6. D’une part, il résulte de ce qui est énoncé au point 4 qu’alors même qu’un délai anormalement long a été atteint sur une demande de logement social, la commission peut refuser de reconnaître comme prioritaire et urgente la demande en se fondant sur la circonstance que la personne dispose déjà d’un logement adapté à ses besoins. Dès lors, le moyen tiré de l’erreur de droit, tiré de ce que le seul écoulement d’un délai anormalement long lui conférait un droit de voir sa demande reconnue comme prioritaire et urgente, doit être écarté.
7. D’autre part, en se bornant à soutenir que l’agencement du logement est inadapté au handicap de son fils, M. A n’établit pas davantage devant le juge que devant la commission le caractère inadapté du logement qu’il occupe. Dans ces conditions, et en dépit du handicap reconnu de son fils, la commission n’a pas fait une inexacte application des dispositions précitées en refusant de reconnaître la demande de M. A comme urgente.

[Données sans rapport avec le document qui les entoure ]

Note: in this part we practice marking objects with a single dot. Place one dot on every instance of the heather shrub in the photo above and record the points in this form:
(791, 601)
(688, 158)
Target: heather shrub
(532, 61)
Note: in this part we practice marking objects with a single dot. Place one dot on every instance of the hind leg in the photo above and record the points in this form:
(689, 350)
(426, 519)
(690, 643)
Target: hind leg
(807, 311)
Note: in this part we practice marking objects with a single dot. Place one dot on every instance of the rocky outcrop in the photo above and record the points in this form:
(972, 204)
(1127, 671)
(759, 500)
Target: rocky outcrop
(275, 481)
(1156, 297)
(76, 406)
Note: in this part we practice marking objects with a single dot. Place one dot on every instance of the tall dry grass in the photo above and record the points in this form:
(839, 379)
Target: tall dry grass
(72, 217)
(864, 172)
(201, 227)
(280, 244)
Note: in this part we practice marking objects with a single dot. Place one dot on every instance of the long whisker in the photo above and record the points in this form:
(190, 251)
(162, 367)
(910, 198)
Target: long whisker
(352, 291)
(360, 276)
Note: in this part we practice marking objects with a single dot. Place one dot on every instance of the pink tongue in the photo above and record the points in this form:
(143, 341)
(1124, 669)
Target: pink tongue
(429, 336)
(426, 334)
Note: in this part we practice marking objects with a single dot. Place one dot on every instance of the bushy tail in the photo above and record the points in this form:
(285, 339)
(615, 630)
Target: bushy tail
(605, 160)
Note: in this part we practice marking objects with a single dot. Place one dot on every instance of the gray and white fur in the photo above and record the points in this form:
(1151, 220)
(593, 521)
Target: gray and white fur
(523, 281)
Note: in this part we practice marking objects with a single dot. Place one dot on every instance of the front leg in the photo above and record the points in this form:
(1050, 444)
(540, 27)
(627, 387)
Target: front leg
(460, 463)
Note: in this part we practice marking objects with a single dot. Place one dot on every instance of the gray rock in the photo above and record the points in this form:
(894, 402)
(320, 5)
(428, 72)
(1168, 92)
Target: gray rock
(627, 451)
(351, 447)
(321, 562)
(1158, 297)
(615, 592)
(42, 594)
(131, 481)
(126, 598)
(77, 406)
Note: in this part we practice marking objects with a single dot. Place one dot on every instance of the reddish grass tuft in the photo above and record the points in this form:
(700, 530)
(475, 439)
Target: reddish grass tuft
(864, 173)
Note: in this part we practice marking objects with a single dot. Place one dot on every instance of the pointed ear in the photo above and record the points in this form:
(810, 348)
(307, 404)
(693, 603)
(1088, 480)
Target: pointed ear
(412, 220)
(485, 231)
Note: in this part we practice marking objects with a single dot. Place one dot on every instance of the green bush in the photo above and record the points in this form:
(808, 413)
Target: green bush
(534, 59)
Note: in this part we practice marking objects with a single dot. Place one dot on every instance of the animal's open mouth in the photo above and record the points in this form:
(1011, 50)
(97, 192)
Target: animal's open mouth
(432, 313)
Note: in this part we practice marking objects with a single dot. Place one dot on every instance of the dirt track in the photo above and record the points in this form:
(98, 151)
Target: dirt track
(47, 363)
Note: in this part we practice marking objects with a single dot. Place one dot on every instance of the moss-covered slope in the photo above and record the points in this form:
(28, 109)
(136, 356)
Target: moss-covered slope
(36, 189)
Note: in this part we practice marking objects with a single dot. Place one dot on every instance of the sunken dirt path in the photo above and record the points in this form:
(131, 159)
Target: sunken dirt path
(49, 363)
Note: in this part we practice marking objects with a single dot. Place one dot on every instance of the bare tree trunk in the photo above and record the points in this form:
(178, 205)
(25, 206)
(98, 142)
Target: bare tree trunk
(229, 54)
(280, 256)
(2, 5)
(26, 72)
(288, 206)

8. Il résulte de ce qui précède que la requête de M. A doit être rejetée.
D E C I D E :
Article 1er: La requête de M. A est rejetée.
Article 2 : Le présent jugement sera notifié à M. C A, au préfet du Val-de-Marne et à la ministre chargée du logement.

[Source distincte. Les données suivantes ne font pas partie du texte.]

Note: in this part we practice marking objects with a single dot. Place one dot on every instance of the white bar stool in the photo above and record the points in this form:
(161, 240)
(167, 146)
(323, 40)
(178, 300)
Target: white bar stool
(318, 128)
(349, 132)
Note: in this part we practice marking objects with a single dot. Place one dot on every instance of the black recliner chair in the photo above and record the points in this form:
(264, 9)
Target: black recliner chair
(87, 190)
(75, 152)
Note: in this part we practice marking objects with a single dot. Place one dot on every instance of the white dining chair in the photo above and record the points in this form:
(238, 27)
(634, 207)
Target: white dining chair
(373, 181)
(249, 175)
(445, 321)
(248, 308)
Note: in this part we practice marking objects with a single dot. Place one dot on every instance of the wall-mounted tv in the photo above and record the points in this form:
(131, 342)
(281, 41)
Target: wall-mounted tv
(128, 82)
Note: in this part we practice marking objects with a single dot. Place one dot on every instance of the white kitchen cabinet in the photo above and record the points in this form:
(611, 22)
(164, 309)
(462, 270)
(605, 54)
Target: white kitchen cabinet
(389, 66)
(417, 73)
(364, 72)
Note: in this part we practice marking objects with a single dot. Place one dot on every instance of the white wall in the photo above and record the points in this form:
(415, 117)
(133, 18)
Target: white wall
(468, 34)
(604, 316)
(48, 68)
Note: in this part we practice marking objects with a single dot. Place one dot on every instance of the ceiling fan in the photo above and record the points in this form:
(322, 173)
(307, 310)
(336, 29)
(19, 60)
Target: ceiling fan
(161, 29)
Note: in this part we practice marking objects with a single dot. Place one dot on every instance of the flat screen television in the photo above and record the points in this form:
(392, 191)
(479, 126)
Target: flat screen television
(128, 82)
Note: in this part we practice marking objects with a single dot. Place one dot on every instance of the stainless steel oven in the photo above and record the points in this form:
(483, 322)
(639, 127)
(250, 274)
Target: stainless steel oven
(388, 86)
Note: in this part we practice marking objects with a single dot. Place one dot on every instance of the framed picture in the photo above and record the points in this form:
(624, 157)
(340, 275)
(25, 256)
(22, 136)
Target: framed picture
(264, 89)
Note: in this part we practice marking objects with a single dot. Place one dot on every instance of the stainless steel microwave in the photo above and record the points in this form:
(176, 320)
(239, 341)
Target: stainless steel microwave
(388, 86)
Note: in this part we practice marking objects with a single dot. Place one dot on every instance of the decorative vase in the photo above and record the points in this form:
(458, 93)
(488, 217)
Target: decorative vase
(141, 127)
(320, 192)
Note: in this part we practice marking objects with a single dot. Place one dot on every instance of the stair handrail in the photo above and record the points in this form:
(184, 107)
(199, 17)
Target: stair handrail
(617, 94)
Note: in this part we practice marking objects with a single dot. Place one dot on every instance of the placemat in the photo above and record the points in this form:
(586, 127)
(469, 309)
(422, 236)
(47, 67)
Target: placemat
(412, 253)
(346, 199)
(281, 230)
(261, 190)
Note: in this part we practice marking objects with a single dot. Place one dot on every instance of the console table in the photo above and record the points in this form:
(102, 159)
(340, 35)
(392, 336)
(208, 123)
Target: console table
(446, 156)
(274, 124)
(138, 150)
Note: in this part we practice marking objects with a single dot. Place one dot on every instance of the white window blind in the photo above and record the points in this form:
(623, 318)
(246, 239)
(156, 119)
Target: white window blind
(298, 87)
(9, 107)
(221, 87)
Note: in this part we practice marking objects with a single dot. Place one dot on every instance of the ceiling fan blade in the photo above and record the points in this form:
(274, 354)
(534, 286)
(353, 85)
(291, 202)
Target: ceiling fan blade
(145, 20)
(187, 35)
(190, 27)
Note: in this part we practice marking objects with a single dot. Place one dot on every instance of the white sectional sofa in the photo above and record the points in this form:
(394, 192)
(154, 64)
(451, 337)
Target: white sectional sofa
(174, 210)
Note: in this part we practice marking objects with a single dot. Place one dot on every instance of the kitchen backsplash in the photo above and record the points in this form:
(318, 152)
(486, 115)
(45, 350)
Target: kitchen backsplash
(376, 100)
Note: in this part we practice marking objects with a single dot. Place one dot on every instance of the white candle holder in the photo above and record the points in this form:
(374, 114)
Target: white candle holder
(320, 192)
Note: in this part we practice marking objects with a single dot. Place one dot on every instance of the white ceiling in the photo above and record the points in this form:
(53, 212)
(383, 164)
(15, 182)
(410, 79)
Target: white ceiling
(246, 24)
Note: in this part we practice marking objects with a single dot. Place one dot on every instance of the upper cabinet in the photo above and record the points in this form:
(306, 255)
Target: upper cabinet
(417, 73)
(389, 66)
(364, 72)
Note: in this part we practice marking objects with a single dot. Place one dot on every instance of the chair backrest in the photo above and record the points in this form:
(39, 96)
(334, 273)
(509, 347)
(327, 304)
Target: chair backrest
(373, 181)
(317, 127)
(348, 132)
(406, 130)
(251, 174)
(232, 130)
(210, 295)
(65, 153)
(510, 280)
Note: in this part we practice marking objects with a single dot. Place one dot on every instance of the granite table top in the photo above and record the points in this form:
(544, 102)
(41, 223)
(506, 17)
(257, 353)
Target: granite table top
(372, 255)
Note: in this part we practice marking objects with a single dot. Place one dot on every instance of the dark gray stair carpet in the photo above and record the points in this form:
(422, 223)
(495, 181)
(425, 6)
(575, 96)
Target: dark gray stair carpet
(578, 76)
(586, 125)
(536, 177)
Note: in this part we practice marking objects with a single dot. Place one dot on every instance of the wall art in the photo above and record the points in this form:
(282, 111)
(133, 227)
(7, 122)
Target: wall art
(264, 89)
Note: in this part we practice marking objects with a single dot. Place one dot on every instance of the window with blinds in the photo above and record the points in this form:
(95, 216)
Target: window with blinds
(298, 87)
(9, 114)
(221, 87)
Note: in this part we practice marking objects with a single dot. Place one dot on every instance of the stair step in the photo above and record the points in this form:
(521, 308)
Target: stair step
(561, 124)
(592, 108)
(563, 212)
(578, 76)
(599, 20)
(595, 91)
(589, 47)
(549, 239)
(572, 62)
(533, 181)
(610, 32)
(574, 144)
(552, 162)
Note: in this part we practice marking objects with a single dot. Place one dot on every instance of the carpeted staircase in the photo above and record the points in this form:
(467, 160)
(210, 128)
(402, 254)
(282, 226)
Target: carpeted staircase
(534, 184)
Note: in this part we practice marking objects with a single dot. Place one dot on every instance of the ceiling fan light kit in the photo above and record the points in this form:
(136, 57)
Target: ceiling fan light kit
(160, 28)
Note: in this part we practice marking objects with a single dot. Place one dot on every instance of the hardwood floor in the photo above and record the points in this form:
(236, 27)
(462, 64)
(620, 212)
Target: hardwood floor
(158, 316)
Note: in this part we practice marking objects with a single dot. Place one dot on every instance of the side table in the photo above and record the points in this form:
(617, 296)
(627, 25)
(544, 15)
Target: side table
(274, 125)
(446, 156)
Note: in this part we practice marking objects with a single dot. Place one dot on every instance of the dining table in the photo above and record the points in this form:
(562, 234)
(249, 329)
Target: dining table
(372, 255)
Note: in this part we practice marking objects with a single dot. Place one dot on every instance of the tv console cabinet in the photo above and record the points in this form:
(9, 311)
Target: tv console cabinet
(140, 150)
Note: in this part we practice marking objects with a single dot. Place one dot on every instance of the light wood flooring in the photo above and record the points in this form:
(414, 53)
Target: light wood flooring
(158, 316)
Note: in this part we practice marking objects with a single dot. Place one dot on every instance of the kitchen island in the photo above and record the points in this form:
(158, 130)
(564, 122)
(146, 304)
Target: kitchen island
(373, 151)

Rendu public par mise à disposition au greffe le 19 mars 2025.
Le magistrat désigné,
O. B
La greffière,
M. D
La République mande et ordonne à la ministre chargée du logement en ce qui la concerne, ou à tous commissaires de justice à ce requis en ce qui concerne les voies de droit commun contre les parties privées, de pourvoir à l’exécution du présent jugement.